On Thursday, Ford said it will invest $182.2 million in Pivotal Software Inc., a San Francisco-based software company expected to help Ford stay competitive as software and cars become one.
,,,   FordPass includes a smartphone app that helps users with parking, car sharing, remote access to vehicles and other services.  Ford ownership isn’t required to use the app, and Ford says that FordPass “aims to do for car owners what iTunes did for music fans.”

Is this the virtual assistant we’ve been waiting for?  (Or merely a better pizza ordering App?) 
Siri’s creators say they’ve made something better that will take care of everything for you
   The engineers erupted in cheers as the pizzas arrived.  They had ordered pizza, from start to finish, without placing a single phone call and without doing a Google search — without any typing at all, actually.  Moreover, they did it without downloading an app from Domino’s or Grubhub.
   The goal is not just to build great artificial intelligence. Companies see in this effort the opportunity to become the ultimate intermediary between businesses and their customers.

The best “new tool” ever! 
Google aims to kill 'Death by PowerPoint' with new Slides
   The new features -- currently rolling out on Android, iOS and the Web app -- aim to make slide presentations more interactive.  Audience members can ask questions and vote for which questions should get answered.
   Education is obviously one key market for Google.  Mary Jo Madda got to interview Bose—Survey Says:
Bose believes that the Q&A feature [has] implications for teaching practices. [And] for students who may be afraid to ask for help.
“As a student myself, I've definitely been lost and confused in class. [Q&A] takes away the fear of asking questions. ...  Other students who have up-voted your question are [undoubtedly] also confused.”

How to Use the New Q&A and Laser Pointer Features of Google Slides @googledocs

This could be amusing!
Feds make it easier for students to use drones
The Federal Aviation Administration (FAA) on Wednesday announced new guidelines meant to make it easier for students to use drones for academic purposes.
Students at accredited educational institutions will not need to get authorization from the FAA, according to the guidelines, or apply for an exemption from existing rules.  Faculty members will also be able to use a drone without additional authorization, assuming they are assisting a student.

Some of my students have too much time on their hands.  They might be perfect for this.
Did You Know You Can Earn Money Testing Mobile & Web Apps?

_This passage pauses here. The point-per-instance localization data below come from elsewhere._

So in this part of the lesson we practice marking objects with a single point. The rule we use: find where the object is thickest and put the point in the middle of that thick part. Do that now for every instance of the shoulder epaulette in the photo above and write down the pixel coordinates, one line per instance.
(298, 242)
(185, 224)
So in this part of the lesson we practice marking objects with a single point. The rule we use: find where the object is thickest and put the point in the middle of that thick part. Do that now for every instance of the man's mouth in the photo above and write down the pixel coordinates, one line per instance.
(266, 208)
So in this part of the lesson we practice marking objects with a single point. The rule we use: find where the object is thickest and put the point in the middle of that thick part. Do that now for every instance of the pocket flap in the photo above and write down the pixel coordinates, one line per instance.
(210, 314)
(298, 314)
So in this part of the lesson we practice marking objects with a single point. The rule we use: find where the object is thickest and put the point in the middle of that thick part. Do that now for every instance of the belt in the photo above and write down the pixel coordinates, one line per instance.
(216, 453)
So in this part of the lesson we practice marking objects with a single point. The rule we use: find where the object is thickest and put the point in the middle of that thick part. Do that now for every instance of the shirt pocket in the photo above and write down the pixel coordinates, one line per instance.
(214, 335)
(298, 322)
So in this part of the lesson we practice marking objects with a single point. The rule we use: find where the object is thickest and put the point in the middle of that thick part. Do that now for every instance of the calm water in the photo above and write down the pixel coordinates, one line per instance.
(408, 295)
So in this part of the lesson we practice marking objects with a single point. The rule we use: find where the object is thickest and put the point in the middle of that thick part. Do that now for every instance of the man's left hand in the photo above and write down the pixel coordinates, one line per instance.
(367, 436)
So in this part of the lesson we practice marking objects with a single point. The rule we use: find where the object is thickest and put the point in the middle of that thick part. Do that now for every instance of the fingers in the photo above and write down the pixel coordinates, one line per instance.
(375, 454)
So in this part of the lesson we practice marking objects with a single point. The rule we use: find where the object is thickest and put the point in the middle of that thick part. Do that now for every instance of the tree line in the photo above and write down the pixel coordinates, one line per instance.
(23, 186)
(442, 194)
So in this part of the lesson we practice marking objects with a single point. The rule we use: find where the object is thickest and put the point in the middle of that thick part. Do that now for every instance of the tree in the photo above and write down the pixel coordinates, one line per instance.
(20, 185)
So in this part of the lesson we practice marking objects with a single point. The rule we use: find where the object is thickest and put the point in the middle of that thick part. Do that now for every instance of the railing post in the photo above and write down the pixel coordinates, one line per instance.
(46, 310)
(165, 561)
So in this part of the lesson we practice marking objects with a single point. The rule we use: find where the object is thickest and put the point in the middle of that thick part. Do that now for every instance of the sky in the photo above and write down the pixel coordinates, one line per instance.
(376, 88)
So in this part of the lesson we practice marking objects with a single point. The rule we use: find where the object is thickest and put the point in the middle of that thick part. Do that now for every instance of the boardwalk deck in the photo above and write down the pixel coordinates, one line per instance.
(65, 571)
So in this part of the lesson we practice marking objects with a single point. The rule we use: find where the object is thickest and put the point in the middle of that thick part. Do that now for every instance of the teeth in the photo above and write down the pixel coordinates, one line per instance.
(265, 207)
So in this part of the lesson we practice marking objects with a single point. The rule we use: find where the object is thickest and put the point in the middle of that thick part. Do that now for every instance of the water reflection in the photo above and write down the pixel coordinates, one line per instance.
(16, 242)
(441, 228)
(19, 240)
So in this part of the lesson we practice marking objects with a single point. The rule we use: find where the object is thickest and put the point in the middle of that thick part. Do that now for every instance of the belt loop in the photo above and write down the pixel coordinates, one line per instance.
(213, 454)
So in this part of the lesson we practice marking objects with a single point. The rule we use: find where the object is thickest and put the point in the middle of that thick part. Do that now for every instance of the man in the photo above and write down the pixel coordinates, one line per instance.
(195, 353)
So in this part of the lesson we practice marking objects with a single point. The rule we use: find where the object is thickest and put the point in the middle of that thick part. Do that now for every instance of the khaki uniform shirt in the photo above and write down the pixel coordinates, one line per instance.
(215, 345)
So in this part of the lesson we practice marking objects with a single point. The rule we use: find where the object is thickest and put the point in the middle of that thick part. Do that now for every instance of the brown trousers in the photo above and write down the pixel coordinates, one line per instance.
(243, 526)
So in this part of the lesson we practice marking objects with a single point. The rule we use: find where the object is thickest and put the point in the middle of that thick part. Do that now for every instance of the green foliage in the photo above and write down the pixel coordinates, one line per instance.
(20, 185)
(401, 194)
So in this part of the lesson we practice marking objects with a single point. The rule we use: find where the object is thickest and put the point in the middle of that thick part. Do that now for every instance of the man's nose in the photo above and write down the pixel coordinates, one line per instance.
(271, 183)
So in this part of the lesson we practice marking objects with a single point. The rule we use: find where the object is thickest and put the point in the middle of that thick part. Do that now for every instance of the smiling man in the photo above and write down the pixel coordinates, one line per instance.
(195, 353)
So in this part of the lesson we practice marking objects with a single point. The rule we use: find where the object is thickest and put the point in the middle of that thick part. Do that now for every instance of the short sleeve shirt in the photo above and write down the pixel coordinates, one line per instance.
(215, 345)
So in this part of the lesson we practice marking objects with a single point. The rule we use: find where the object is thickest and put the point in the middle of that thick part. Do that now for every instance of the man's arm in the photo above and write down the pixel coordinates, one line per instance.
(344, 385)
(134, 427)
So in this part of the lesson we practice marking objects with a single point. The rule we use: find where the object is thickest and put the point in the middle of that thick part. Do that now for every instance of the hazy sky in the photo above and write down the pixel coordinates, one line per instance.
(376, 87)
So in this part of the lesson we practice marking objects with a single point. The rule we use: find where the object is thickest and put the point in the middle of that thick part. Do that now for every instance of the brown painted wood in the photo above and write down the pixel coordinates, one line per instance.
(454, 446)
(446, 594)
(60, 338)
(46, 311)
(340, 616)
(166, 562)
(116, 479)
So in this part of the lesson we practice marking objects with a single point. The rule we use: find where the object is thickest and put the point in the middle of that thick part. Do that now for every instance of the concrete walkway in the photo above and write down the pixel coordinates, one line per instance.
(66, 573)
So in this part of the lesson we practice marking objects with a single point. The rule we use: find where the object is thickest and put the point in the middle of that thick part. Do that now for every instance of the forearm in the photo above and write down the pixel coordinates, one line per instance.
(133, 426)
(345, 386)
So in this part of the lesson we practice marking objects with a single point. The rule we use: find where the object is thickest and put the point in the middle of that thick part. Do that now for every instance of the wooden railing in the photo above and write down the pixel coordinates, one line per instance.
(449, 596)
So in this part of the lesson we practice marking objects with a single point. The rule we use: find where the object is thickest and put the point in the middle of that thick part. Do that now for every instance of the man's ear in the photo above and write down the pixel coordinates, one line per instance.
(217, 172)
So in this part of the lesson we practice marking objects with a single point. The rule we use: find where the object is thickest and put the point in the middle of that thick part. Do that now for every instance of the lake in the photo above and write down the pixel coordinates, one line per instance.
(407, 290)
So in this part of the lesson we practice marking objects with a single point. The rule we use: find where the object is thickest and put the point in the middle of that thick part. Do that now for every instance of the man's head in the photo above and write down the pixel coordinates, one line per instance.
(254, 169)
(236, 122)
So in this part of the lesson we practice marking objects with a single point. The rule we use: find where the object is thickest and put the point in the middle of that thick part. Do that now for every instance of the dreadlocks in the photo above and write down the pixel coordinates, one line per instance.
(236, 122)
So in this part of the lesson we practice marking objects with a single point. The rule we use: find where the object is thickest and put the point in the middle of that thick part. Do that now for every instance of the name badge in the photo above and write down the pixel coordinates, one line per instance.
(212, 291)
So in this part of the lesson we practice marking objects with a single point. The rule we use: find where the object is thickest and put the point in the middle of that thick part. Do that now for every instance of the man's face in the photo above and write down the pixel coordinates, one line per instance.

Those who do not study history are doomed to repeat it, but have we lost so much so quickly?
Police Called After Student Tries To Buy Lunch With $2 Bill
An eighth-grade student found herself in hot water for buying chicken nuggets for lunch last week – using a $2 bill.
Danesiah Neal, an eighth grader at Fort Bend Independent School District’s Christa McAuliffe Middle School outside of Houston, Texas, attempted to pay for lunch with a $2 bill given to her by her grandmother, Sharon Kay Joseph.  However, cafeteria workers at the school didn’t believe that it was real – they never see $2 bills, apparently – and called the police.  According to Neal, the police officer told her that she could be in “big trouble” for using the bill which they believed to be counterfeit.
   Some semblance of sanity eventually took over and school officials called Joseph, who confirmed that she had given the bill to her granddaughter to pay for lunch.  In the meantime, the police (who apparently didn’t have much else to do that day) went to the convenience store where Joseph was given the bill.  They also took the bill to a local bank where it was eventually determined to be real.  Phony crisis averted.